As far as me speaking from experience... We are talking about the history of the breed. One that dates back over a hundred and fifty years ofcourse I am going to have to rely on written documentation. I am not 100+ years old. The experience I have is from the early '90s with ABDA, UKC arena and with game dogs. Yes I said "game". That was a long time ago and I don't associate myself with that lifestyle any longer. I was at the root of the Camelot bloodline as breeder and fancier. I have been to many yards and many gatherings and dealt with many legends first hand. My experience speaks for itself if you knew me but we are on the internet and you don't know me so why even bother to elaborate.

Finally I never came on here acting as if I knew it all. I have been on this board for a while now and have said very little. The reason I spoke out that day was because some one asked for info and they were given the wrong info. It wasn't my opinion it was fact and I showed proof of that fact shortly after the thread was closed in attempts to "shut me up". I took offense to it just like 99% of you would also. I don't know it all, far from that but I do know a good deal and I didn't get it by googling "pit bull".


----------



## Alex004 (Mar 11, 2009)

Now to get back on course....

If anyone has a problem with wikipedia don't read the wikipedia link. There is much more information given on the other links anyway. There is only one wikipedia link and five other links. 

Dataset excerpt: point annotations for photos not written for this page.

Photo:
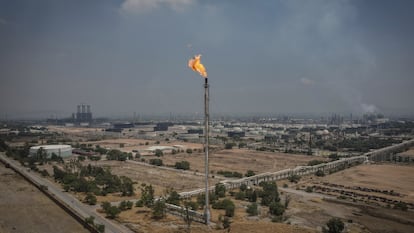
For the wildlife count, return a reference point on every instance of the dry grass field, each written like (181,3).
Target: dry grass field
(23,208)
(160,179)
(382,176)
(241,160)
(307,209)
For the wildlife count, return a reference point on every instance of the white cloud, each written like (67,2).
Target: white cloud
(307,81)
(136,6)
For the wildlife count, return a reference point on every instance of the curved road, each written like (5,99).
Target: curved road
(78,207)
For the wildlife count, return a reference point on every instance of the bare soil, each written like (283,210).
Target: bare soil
(23,208)
(312,210)
(241,160)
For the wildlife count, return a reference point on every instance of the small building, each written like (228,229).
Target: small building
(60,150)
(233,134)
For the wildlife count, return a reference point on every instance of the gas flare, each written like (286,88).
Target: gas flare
(195,64)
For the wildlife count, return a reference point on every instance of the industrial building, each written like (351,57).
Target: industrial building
(60,150)
(83,115)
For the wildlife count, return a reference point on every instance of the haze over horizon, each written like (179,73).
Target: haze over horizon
(125,56)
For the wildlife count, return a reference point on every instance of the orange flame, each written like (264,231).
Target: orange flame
(195,64)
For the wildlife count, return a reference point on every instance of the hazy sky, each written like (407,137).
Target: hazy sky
(273,56)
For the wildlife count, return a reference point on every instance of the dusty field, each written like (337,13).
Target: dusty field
(139,144)
(160,179)
(23,208)
(241,160)
(383,176)
(309,209)
(409,152)
(139,220)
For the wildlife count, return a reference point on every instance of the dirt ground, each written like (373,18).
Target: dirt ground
(23,208)
(241,160)
(140,221)
(378,176)
(409,152)
(312,210)
(160,179)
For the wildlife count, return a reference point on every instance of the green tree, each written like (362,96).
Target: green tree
(227,205)
(90,220)
(100,228)
(173,198)
(90,199)
(220,190)
(270,193)
(275,208)
(294,178)
(184,165)
(319,173)
(158,210)
(158,153)
(147,195)
(127,186)
(252,209)
(335,225)
(156,162)
(125,205)
(250,173)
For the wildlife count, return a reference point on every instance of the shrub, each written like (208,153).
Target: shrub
(156,162)
(220,190)
(294,178)
(183,165)
(335,225)
(275,208)
(252,209)
(319,173)
(250,173)
(90,199)
(158,210)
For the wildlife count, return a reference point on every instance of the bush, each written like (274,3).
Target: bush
(173,198)
(183,165)
(158,210)
(220,190)
(275,208)
(90,199)
(191,204)
(315,162)
(252,209)
(229,146)
(139,203)
(227,205)
(125,205)
(294,178)
(335,225)
(319,173)
(158,153)
(270,193)
(250,173)
(156,162)
(401,205)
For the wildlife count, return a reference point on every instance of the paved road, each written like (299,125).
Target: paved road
(177,170)
(82,209)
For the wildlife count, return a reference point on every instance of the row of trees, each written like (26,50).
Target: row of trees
(96,180)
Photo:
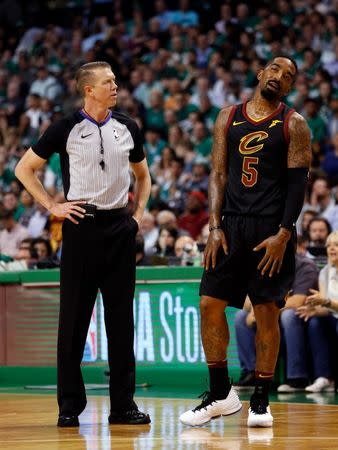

As far as me only giving links.... How else am I supposed to show proof of historical records or facts? I have books, letters, and documents here at my disposal but we are not in a room together so this is basically the only way for it to be done right? Most of the links have listings in them of where this information came from. If anyone has a problem with me fine but don't try to derail the thread because of it. Read the links and if you think something in those links is bogus then let it be known. Simple

I don't know everything and never said I did. I'm pretty sure that there are folks on here that know more than me and have more experience. But I do know what pit bulls are and what they aren't and I do know where they come form historically because I have researched it for years, before there was google and wikipedia. How many folks on here have actually gone to 5 different countries learning about these dogs? But like I said.... We are online and I could be a 13yr old kid hiding behind a keyboard.... This is why I have given the links to the information so that you don't have to take a person you don't know's word for it.


----------



## Alex004 (Mar 11, 2009)

These links are to some writtings in Bloodlines Magazine 1974 from a well known fancier and APBT club director at the time....

*Page 1*
http://img233.imageshack.us/img233/2451/books001.jpg

*Page 2*
http://img216.imageshack.us/img216/412/books002m.jpg

*Page 3*
http://img196.imageshack.us/img196/2271/books003v.jpg

*Page 4*
http://img195.imageshack.us/img195/9025/books004.jpg

This is links to a letter written to Bloodlines Magazine some months later from another well known fancier at the time in rebuttal to the first letter....

*Page 1*
http://img216.imageshack.us/img216/8378/books005.jpg

*Page 2*
http://img268.imageshack.us/img268/7036/books006.jpg

If anyone knows a better way for me to post scans and pics than using "image shack" please let me know. Thanks.


----------



## Alex004 (Mar 11, 2009)

This is an excerpt from Bloodlines Magazine where Richard Stratton did a question and answer column where readers wrote in with there questions and he answered them with his knowledge....

Page 1
http://img233.imageshack.us/img233/1167/books007.jpg

Page 2
http://img195.imageshack.us/img195/5446/books008.jpg

_This was taken from a Richard Stratton book, "This Is The American Pit Bull Terrier"._


----------



## Alex004 (Mar 11, 2009)

Taken from the glossary of the same Stratton book....

Am Staff
http://img215.imageshack.us/img215/2395/books011.jpg

Staff Bull
http://img171.imageshack.us/img171/4505/books010.jpg


----------



## OldFortKennels (Mar 10, 2006)

Please dont use Camelot to represent the APBT breed because they are far from it. SO are you Kenny or Art?


----------



## Alex004 (Mar 11, 2009)

*Short history on Colby dogs...*
Colby's American Pit Bull Terriers
_click on "History" link on the left..._

*Colby's Galtie*
Colby's Galtie

*Colby's Primo. The pit bull that set the standard for the AKC for Am Staffs.*
Colby's Primo

*Ch Charlie Lloyd's Pilot. An English dog that was at the foundation of the Colby line.*
Lloyd's Pilot

*Ch Charlie Lloyd's Paddy. Also an English import at the foundation of the Colby line.*
Lloyd Paddy

*Colby's Pincher. A well know early Colby dog.*
Colby's Pincher

*Jack Burke's Spring*
Jack Burke's Spring

The reason I have included this Colby info is to show the structure of imported dogs from England and Ireland that formed both the APBT and the Am Staff.


----------



## Alex004 (Mar 11, 2009)

OldFortKennels said:


> Please dont use Camelot to represent the APBT breed because they are far from it. SO are you Kenny or Art?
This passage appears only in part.